Unilever dragged lower as Asian market slowdown bites
Jim Armitage is the City editor of The Independent and London Evening Standard group of newspapers. He has been a reporter and editor for more than 20 years and was recently shortlisted for the Press Gazette financial journalist of the year and The Society of Editors financial journalist of the year awards. He contributes news, investigative reports and comment to the Independent titles plus a daily column in the Evening Standard.
Thursday 24 October 2013
Magnum ice cream to Dove soap maker Unilever today laid bare the extent of its difficulties in emerging markets as it reported a near 7 per cent slump in global turnover over the past quarter.
Along with many consumer goods companies hit by the sudden growth slowdown in Asia and Latin America since the US Federal Reserve began debating slowing its stimulus efforts, Unilever had already braced the market last month for a bad set of numbers.
In the event, the third quarter trading statement showed turnover falling 6.5 per cent to €12.5 billion (£10.2 billion). What it called underlying sales growth, at 3.2 per cent, was the slowest quarterly pace for four years.
Meanwhile, Europe and North America continued to flatline despite economic data suggesting a recovery is well under way. Shares in the company fell sharply after last month’s profit warning, and slipped only slightly today, falling 2p to 2494p.
Chief executive Paul Polman today put a brave face on the numbers, saying that his company was still faring better than its competitors. “Emerging markets continue to be the main driver of our growth and, despite the current slowdown, they remain a significant growth opportunity which the company is well-placed to capitalise on,” he said.
Investors said there was some relief that the company had not further reduced its profit forecasts for the full year, with the general mood in the markets being that today’s numbers “could have been worse”.
Investec analyst Martin Deboo said: “Slower, slower everywhere. The story of Q3 is one of slowing geographies, slowing categories and some Macmillanite ‘little local difficulties’.”

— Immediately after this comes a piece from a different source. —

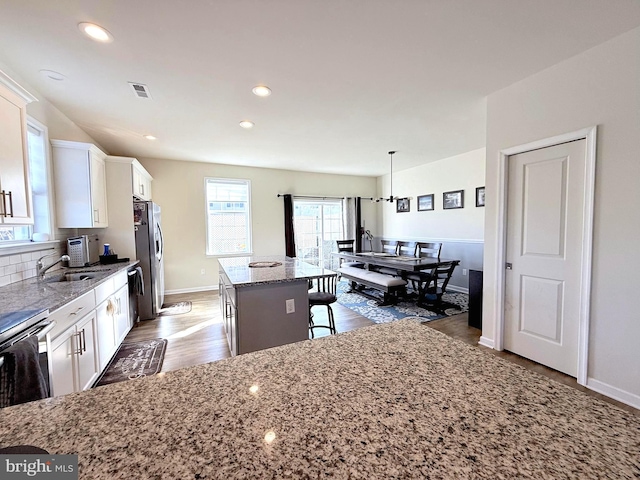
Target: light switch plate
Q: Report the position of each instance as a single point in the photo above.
(290, 305)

The figures showed emerging markets growth had slowed from 10.3 per cent in June to just 5.9 per cent.
Food sales had a tricky season, with disappointingly slow sales of ice cream from the Walls owner in recession-bound southern Europe. Northern Europe was stronger, as the long, hot summer spurred sales. A global relaunch of Cornetto and continued strong sales of Magnum choc ices helped boost demand.